Hurricane Ida

Hurricane Ida ripped through my area on Wednesday, leaving lots of damage.

My personal experience wasn't bad at all. Although it was raining when I got up Wednesday morning, it was mostly just cloudy during the afternoon. I even did a relatively quick run for groceries in the afternoon without getting wet.

Late in the afternoon (maybe a little before 5pm) it started raining, and built to a heavy rain fairly quickly. My smartphone began giving me alerts that flash flooding was a danger, which it continued to do into the wee hours of the morning. This was more annoying than helpful; my apartment is on a hill that's probably 30 feet above street level, and AFAIK the street isn't prone to flooding. Still, I think I saw that NJ had one of the highest Hurricane Ida death counts, so these alerts probably are helpful reminders to at least some people near me. (There was one flash flooding tragedy on Rt 22 very close by.)

More concerning was that I got one alert about a tornado. As I've mentioned to some of you, as someone living in an apartment, my options for dealing with a tornado aren't very good. The closest thing I have to an internal room is the walk-in closet to my bedroom. I can't believe that would withstand a direct tornado hit, and it doesn't sound like a very good place to be trapped in the event the building is damaged indirectly by a tornado. No place to live is perfect.

One good thing about my apartment complex is that my electricity arrives underground, so I rarely lose power during a storm. My power went out for maybe a minute during Ida, and then returned for good.

Although I saw a news chart suggesting I was in a band of NJ that got 8 inches of rain, the National Weather Service recorded "only" 6.4 inches at the Somerville Airport.

Hurricane Ida stats

When I got up on Thursday morning, it was actually sunny, though a little cool. I had a dental cleaning scheduled for 9am, and when I got a text message from them that morning I assumed the appointment was still on. (I really didn't know the extent of the road closures near me at this time.) I went there, called to be let in (which is their normal procedure during COVID-19), but my 3 attempts to call all went immediately to voicemail. (I only left 2 messages.) When I verified that the door was locked, I just left. (The dentist's office is in a sort of medical strip mall, and the parking lot was empty enough that I'm sure most of the doctors/dentists in there didn't have staff in the offices. I now know that many people wouldn't have been able to make the drive in.)

With the dentist visit canceled, I went back home (maybe a 2 mile drive, since my dentist is very close to where I live), I did my usual morning jog. Today I went up-and-down a bunch of streets between Post Street and Finderne Avenue, and things really didn't look too bad. I saw one place where a large section of chain sawed tree was by the side of the road (presumably cleaned up earlier in the morning), and lots of leaves and small branches that had blown down, and I suspect there were some flooded basements that I went past without knowing they were there. But generally speaking this didn't look much different than the 10 worst windstorms we get in a given year.

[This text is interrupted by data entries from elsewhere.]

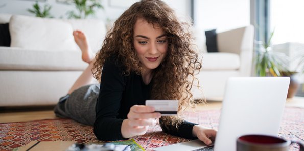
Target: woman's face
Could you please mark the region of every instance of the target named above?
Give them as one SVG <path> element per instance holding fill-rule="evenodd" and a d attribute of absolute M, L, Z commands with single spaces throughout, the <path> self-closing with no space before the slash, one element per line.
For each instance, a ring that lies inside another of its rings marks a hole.
<path fill-rule="evenodd" d="M 134 28 L 134 47 L 143 69 L 156 68 L 166 56 L 168 48 L 167 36 L 157 26 L 138 19 Z"/>

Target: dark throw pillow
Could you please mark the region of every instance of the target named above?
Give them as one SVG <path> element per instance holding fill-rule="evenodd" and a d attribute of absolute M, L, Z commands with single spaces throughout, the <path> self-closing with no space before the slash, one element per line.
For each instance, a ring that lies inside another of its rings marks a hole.
<path fill-rule="evenodd" d="M 11 35 L 9 23 L 0 24 L 0 46 L 9 47 L 11 45 Z"/>
<path fill-rule="evenodd" d="M 208 52 L 218 52 L 216 29 L 205 31 Z"/>

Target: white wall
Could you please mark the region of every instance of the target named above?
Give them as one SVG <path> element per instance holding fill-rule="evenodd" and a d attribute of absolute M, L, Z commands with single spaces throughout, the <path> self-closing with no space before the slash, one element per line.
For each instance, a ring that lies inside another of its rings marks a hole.
<path fill-rule="evenodd" d="M 195 0 L 195 25 L 218 32 L 250 24 L 250 0 Z"/>
<path fill-rule="evenodd" d="M 51 13 L 55 18 L 62 17 L 66 18 L 67 16 L 66 12 L 68 11 L 75 10 L 73 5 L 57 2 L 56 0 L 46 0 L 45 2 L 39 2 L 40 6 L 45 4 L 52 6 Z M 106 21 L 115 20 L 119 16 L 132 4 L 136 0 L 102 0 L 102 4 L 105 8 L 104 10 L 99 10 L 96 13 L 95 18 Z M 169 6 L 173 8 L 178 16 L 181 18 L 184 18 L 185 16 L 190 14 L 190 1 L 189 0 L 165 0 Z M 124 6 L 113 6 L 115 2 L 124 3 Z M 26 0 L 0 0 L 0 13 L 8 13 L 13 14 L 20 14 L 24 15 L 33 16 L 27 11 L 29 8 L 32 8 L 35 1 Z"/>

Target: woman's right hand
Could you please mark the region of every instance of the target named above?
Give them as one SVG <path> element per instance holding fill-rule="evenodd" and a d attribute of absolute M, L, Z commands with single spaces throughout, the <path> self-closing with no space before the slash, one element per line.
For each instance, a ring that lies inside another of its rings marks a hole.
<path fill-rule="evenodd" d="M 128 138 L 146 134 L 149 126 L 155 126 L 157 124 L 155 119 L 161 116 L 155 111 L 152 106 L 135 105 L 131 107 L 128 118 L 124 120 L 122 125 L 123 137 Z"/>

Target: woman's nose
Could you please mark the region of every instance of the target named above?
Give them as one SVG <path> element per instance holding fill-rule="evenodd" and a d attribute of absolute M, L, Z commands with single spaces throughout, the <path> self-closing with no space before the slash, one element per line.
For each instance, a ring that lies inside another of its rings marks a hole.
<path fill-rule="evenodd" d="M 149 47 L 148 52 L 150 54 L 154 54 L 157 53 L 157 48 L 154 43 L 151 43 Z"/>

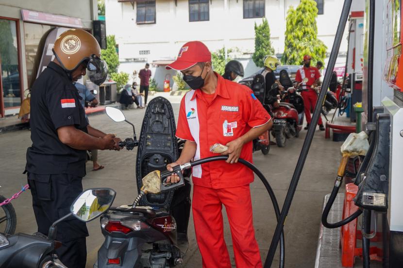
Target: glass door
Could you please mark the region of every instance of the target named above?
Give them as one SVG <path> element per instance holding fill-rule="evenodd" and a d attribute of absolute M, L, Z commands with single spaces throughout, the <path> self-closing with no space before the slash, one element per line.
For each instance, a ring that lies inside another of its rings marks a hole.
<path fill-rule="evenodd" d="M 1 100 L 2 106 L 7 110 L 19 106 L 21 101 L 17 21 L 0 18 L 0 36 Z"/>

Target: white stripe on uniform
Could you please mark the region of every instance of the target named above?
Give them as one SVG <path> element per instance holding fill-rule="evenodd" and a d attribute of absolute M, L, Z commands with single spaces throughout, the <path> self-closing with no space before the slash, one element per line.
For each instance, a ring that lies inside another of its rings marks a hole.
<path fill-rule="evenodd" d="M 194 90 L 191 90 L 186 94 L 185 97 L 185 112 L 191 110 L 191 109 L 194 109 L 195 113 L 191 115 L 192 117 L 196 118 L 188 119 L 187 124 L 189 125 L 189 128 L 190 130 L 190 133 L 197 144 L 196 150 L 196 154 L 194 160 L 200 159 L 200 140 L 199 135 L 200 133 L 200 123 L 199 122 L 199 116 L 198 116 L 197 102 L 196 98 L 191 100 L 195 94 Z M 200 165 L 193 167 L 192 169 L 192 175 L 197 178 L 202 177 L 202 166 Z"/>

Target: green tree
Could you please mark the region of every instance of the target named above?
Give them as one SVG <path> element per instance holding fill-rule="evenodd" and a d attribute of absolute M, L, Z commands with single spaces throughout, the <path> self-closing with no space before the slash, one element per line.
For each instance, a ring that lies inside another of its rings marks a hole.
<path fill-rule="evenodd" d="M 184 76 L 181 72 L 177 72 L 176 75 L 173 77 L 172 79 L 173 81 L 176 83 L 178 87 L 178 90 L 186 90 L 188 89 L 188 87 L 186 84 L 186 82 L 184 81 Z"/>
<path fill-rule="evenodd" d="M 263 67 L 263 58 L 267 55 L 273 55 L 274 48 L 270 41 L 270 28 L 266 18 L 261 24 L 255 23 L 255 52 L 252 59 L 258 67 Z"/>
<path fill-rule="evenodd" d="M 119 66 L 119 56 L 116 52 L 116 41 L 115 35 L 106 36 L 106 49 L 101 50 L 101 58 L 106 62 L 109 73 L 116 73 Z"/>
<path fill-rule="evenodd" d="M 150 91 L 162 91 L 158 87 L 158 83 L 155 81 L 153 78 L 151 78 L 150 80 L 150 88 L 149 90 Z"/>
<path fill-rule="evenodd" d="M 120 92 L 124 85 L 129 82 L 129 74 L 127 73 L 112 73 L 109 75 L 111 79 L 116 82 L 116 89 L 118 93 Z"/>
<path fill-rule="evenodd" d="M 318 39 L 317 16 L 314 0 L 301 0 L 295 10 L 290 7 L 286 19 L 283 63 L 301 64 L 307 54 L 312 56 L 312 65 L 324 60 L 327 47 Z"/>
<path fill-rule="evenodd" d="M 0 57 L 1 69 L 7 75 L 18 69 L 18 53 L 14 46 L 11 23 L 7 20 L 0 19 Z"/>
<path fill-rule="evenodd" d="M 98 16 L 105 16 L 105 0 L 98 0 Z"/>
<path fill-rule="evenodd" d="M 227 53 L 230 53 L 233 51 L 233 50 L 229 48 Z M 227 57 L 227 61 L 225 61 L 225 49 L 224 47 L 211 53 L 211 63 L 213 63 L 213 68 L 214 71 L 220 75 L 224 73 L 225 64 L 231 60 L 231 59 Z"/>

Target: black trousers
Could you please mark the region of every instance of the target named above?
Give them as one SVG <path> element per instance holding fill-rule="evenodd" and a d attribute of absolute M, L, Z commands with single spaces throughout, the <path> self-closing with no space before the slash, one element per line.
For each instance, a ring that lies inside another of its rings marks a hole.
<path fill-rule="evenodd" d="M 70 206 L 83 191 L 82 177 L 69 174 L 28 173 L 38 232 L 48 235 L 49 227 L 70 212 Z M 56 226 L 56 240 L 62 243 L 56 250 L 68 268 L 85 268 L 87 258 L 85 223 L 71 217 Z"/>
<path fill-rule="evenodd" d="M 140 86 L 140 93 L 144 92 L 144 105 L 147 104 L 147 97 L 148 96 L 148 89 L 150 86 Z"/>

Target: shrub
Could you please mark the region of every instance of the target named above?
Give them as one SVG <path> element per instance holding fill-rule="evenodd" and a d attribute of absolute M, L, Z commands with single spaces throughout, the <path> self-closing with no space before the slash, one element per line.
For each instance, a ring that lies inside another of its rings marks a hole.
<path fill-rule="evenodd" d="M 119 93 L 123 89 L 125 85 L 129 82 L 129 74 L 120 72 L 120 73 L 112 73 L 109 74 L 111 79 L 116 82 L 116 87 L 118 93 Z"/>

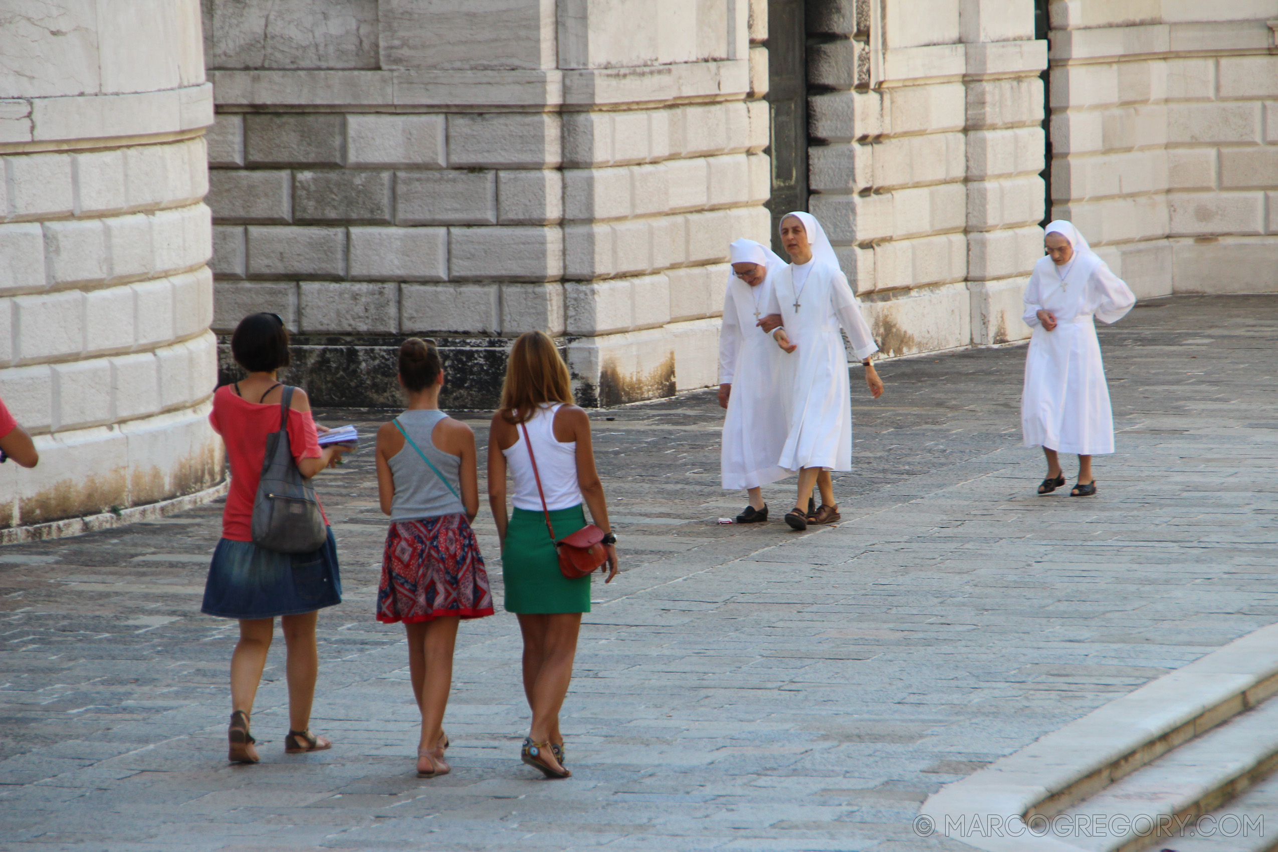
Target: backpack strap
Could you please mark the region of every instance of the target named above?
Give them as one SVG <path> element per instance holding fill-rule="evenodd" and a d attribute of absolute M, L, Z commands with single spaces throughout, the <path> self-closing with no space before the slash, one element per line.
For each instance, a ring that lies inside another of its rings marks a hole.
<path fill-rule="evenodd" d="M 275 386 L 271 386 L 271 390 L 267 391 L 266 393 L 270 393 L 273 390 L 275 390 Z M 266 393 L 263 393 L 262 396 L 266 396 Z M 284 432 L 285 429 L 289 428 L 289 404 L 290 402 L 293 402 L 293 386 L 291 384 L 285 384 L 284 390 L 280 391 L 280 432 Z"/>
<path fill-rule="evenodd" d="M 546 507 L 546 492 L 542 491 L 542 475 L 537 473 L 537 456 L 533 455 L 533 442 L 528 437 L 528 427 L 520 423 L 519 428 L 524 430 L 524 447 L 528 450 L 528 460 L 533 462 L 533 479 L 537 480 L 537 493 L 542 498 L 542 512 L 546 513 L 546 530 L 551 534 L 551 542 L 558 548 L 558 538 L 555 535 L 553 524 L 551 524 L 551 510 Z"/>
<path fill-rule="evenodd" d="M 440 482 L 443 483 L 443 487 L 447 488 L 450 492 L 452 492 L 452 496 L 456 497 L 460 501 L 461 496 L 458 494 L 456 491 L 454 491 L 452 483 L 450 483 L 447 480 L 447 478 L 443 474 L 440 473 L 440 469 L 435 466 L 433 461 L 431 461 L 429 459 L 426 457 L 426 453 L 422 452 L 422 447 L 417 446 L 417 443 L 413 441 L 413 438 L 408 437 L 408 432 L 405 432 L 404 427 L 400 425 L 399 418 L 395 418 L 394 420 L 391 420 L 391 423 L 394 423 L 395 428 L 400 430 L 400 434 L 404 436 L 404 439 L 409 442 L 409 446 L 412 446 L 414 450 L 417 450 L 417 455 L 422 456 L 422 461 L 424 461 L 427 465 L 431 466 L 431 470 L 433 470 L 435 475 L 440 478 Z M 463 506 L 464 505 L 465 503 L 463 502 Z"/>

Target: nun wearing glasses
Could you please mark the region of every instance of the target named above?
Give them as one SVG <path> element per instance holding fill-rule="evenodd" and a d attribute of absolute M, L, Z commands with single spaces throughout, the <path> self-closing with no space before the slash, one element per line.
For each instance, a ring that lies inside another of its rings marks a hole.
<path fill-rule="evenodd" d="M 1136 296 L 1088 245 L 1072 224 L 1057 220 L 1043 235 L 1047 257 L 1034 266 L 1025 290 L 1024 319 L 1034 328 L 1025 358 L 1021 432 L 1026 447 L 1043 447 L 1047 478 L 1039 494 L 1065 485 L 1059 453 L 1079 456 L 1079 479 L 1070 497 L 1097 493 L 1091 456 L 1114 451 L 1095 319 L 1122 319 Z"/>

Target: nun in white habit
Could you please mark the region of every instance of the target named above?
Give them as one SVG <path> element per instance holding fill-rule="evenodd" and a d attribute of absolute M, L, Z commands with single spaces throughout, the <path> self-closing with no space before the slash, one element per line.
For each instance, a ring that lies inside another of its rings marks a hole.
<path fill-rule="evenodd" d="M 1079 482 L 1070 497 L 1097 493 L 1091 456 L 1114 451 L 1109 387 L 1093 318 L 1121 319 L 1136 296 L 1072 224 L 1057 220 L 1043 235 L 1047 257 L 1034 264 L 1025 289 L 1024 319 L 1034 328 L 1025 358 L 1021 432 L 1026 447 L 1043 447 L 1051 494 L 1065 485 L 1057 453 L 1079 456 Z"/>
<path fill-rule="evenodd" d="M 718 392 L 727 416 L 720 466 L 723 488 L 749 494 L 736 522 L 760 524 L 768 520 L 762 487 L 790 473 L 777 459 L 790 424 L 794 364 L 759 328 L 773 280 L 786 262 L 754 240 L 736 240 L 728 248 L 732 267 L 723 294 Z"/>
<path fill-rule="evenodd" d="M 865 368 L 865 383 L 875 400 L 883 393 L 883 382 L 870 363 L 878 346 L 820 222 L 809 213 L 786 213 L 781 243 L 790 254 L 790 266 L 776 276 L 764 313 L 780 314 L 782 328 L 772 333 L 797 361 L 794 409 L 777 464 L 799 471 L 799 497 L 786 524 L 803 530 L 808 524 L 841 519 L 829 471 L 852 469 L 852 402 L 840 328 Z M 774 326 L 763 323 L 763 328 L 771 331 Z M 809 515 L 813 485 L 820 489 L 822 505 Z"/>

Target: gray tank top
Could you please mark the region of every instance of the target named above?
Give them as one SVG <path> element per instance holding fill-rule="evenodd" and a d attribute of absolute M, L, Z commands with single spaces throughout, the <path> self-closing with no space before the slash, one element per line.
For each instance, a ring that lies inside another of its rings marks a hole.
<path fill-rule="evenodd" d="M 441 452 L 436 448 L 435 441 L 431 439 L 436 424 L 446 416 L 449 415 L 438 409 L 415 409 L 399 415 L 396 422 L 426 453 L 426 457 L 435 462 L 440 473 L 449 478 L 449 484 L 460 494 L 461 483 L 458 479 L 461 470 L 461 457 Z M 403 450 L 387 459 L 387 464 L 395 478 L 395 498 L 391 501 L 392 521 L 415 521 L 423 517 L 456 515 L 466 511 L 461 501 L 452 496 L 408 441 L 404 442 Z"/>

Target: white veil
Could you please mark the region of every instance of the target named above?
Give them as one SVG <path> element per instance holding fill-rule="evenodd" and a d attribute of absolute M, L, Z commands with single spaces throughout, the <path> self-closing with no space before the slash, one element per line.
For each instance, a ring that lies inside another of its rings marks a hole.
<path fill-rule="evenodd" d="M 1085 238 L 1082 232 L 1074 226 L 1074 222 L 1058 218 L 1048 225 L 1047 230 L 1043 231 L 1043 236 L 1047 236 L 1048 234 L 1059 234 L 1065 239 L 1070 240 L 1074 253 L 1079 255 L 1080 261 L 1082 261 L 1082 268 L 1088 268 L 1094 263 L 1100 262 L 1100 257 L 1093 252 L 1091 245 L 1088 244 L 1088 238 Z M 1057 271 L 1057 275 L 1059 275 L 1059 270 Z"/>
<path fill-rule="evenodd" d="M 768 267 L 768 271 L 787 266 L 781 255 L 757 240 L 740 239 L 728 245 L 732 263 L 757 263 Z M 740 258 L 740 259 L 737 259 Z"/>
<path fill-rule="evenodd" d="M 826 236 L 826 229 L 820 226 L 817 217 L 799 209 L 792 213 L 786 213 L 786 216 L 794 216 L 803 222 L 804 230 L 808 231 L 808 244 L 812 247 L 813 259 L 818 263 L 829 266 L 836 272 L 841 272 L 842 267 L 838 266 L 838 255 L 835 254 L 835 247 L 829 244 L 829 238 Z M 782 222 L 786 221 L 786 216 L 781 217 Z M 1066 222 L 1066 225 L 1068 225 L 1068 222 Z"/>

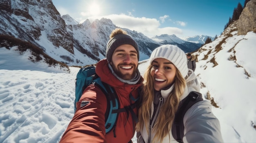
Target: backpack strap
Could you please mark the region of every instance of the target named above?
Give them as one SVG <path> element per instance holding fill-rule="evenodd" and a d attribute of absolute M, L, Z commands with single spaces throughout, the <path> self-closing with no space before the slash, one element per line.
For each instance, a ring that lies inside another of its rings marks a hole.
<path fill-rule="evenodd" d="M 119 99 L 115 89 L 109 85 L 101 81 L 100 78 L 98 77 L 99 77 L 99 76 L 97 74 L 95 75 L 93 79 L 94 84 L 101 89 L 106 96 L 108 101 L 107 110 L 105 114 L 106 134 L 113 130 L 114 136 L 116 137 L 115 127 L 119 113 L 126 112 L 127 113 L 128 119 L 129 112 L 130 112 L 133 120 L 136 123 L 138 122 L 139 120 L 133 111 L 133 109 L 138 107 L 139 102 L 137 101 L 139 101 L 138 100 L 139 97 L 135 99 L 131 95 L 130 95 L 130 99 L 133 100 L 135 103 L 124 108 L 119 108 Z"/>
<path fill-rule="evenodd" d="M 203 99 L 202 94 L 192 91 L 180 102 L 172 127 L 173 136 L 179 143 L 183 143 L 182 139 L 184 136 L 183 117 L 185 114 L 194 104 L 202 100 Z"/>

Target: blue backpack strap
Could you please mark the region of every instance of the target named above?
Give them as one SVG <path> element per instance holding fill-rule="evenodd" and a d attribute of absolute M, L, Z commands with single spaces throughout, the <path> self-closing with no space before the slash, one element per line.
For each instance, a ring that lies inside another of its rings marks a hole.
<path fill-rule="evenodd" d="M 203 99 L 202 94 L 192 91 L 180 102 L 172 127 L 173 136 L 178 142 L 183 143 L 182 139 L 184 136 L 183 117 L 185 114 L 195 103 L 202 100 Z"/>
<path fill-rule="evenodd" d="M 105 114 L 106 134 L 113 129 L 114 137 L 115 137 L 115 125 L 119 112 L 113 112 L 112 111 L 118 110 L 119 100 L 115 90 L 108 84 L 102 82 L 100 78 L 97 78 L 93 81 L 95 81 L 94 85 L 101 90 L 108 101 Z"/>

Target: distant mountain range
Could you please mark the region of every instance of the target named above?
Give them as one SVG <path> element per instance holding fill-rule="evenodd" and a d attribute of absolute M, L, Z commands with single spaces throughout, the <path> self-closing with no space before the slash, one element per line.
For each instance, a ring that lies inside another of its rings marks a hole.
<path fill-rule="evenodd" d="M 79 24 L 67 14 L 61 16 L 51 0 L 0 1 L 0 35 L 31 43 L 68 66 L 93 64 L 105 58 L 109 35 L 117 27 L 106 18 Z M 162 35 L 150 38 L 122 28 L 137 43 L 140 61 L 148 59 L 152 51 L 162 44 L 176 45 L 185 53 L 194 51 L 208 37 L 181 39 L 174 35 Z"/>

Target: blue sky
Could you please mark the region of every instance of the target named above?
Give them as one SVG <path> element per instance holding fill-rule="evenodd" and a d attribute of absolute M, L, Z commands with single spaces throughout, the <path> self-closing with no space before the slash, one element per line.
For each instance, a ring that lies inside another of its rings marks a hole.
<path fill-rule="evenodd" d="M 245 0 L 52 0 L 61 15 L 79 22 L 111 20 L 117 26 L 151 37 L 167 34 L 180 37 L 223 32 L 238 2 Z"/>

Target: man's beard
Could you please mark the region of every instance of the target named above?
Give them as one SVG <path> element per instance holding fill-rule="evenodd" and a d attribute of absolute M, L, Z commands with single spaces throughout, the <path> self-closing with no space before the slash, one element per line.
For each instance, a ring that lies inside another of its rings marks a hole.
<path fill-rule="evenodd" d="M 123 74 L 117 68 L 117 67 L 120 67 L 121 66 L 132 66 L 135 67 L 134 70 L 133 70 L 132 73 L 131 75 L 129 73 L 126 73 L 125 74 Z M 137 67 L 136 66 L 135 64 L 119 64 L 117 65 L 117 67 L 116 67 L 115 65 L 112 65 L 112 68 L 113 68 L 113 70 L 115 72 L 115 73 L 117 74 L 117 75 L 120 78 L 121 78 L 123 79 L 124 80 L 130 80 L 132 78 L 134 78 L 136 74 L 136 71 L 137 71 L 136 69 L 137 68 Z"/>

I was kind of curious what the effects of the storm were. I knew Duke Farms was closed, so I couldn't go there. I hadn't heard that Manville was flooded, but checked Google Maps to see if a tiny park in Manville (Dukes Park) was accessible. It implied that the bridge that crosses the Raritan was blocked. With nothing better to do, I walked down there. As has happened before during very heavy rain, the bridge was flooded. (I think it flooded during Hurricane Sandy, though I don't think it had happened since then.) 
North Street Bridge between Manville and Bridgewater

Somewhat surprisingly, while I was there I did not see that New Jersey staple, the person in a Humvee that disregards all the signs, police, and other officials and tries to blast through the water. Perhaps there are limits to what these guys will try, or maybe it just happened while I wasn't there.

Returning to my apartment complex, I did see a tree that blew down. This seemed to be the worst of the tree damage at the apartment complex.
An arboreal casualty of Hurricane Ida

I was somewhat surprised at the rainfall and damage that Ida was able to do here in NJ. Generally speaking, if a hurricane comes ashore on the Gulf Coast and works its way overland to NJ, I don't expect the remnants that get up here to be anything more than a fairly large rainstorm, the type that might drop a couple inches of rain over 2-3 days. Although Ida had lost a lot of her wind, she still had vast amounts of moisture in her even after passing through 10 states to get here.

What used to be extreme weather (droughts, heat waves, storms) does seem to be becoming routine. I can't believe us humans aren't contributing to this.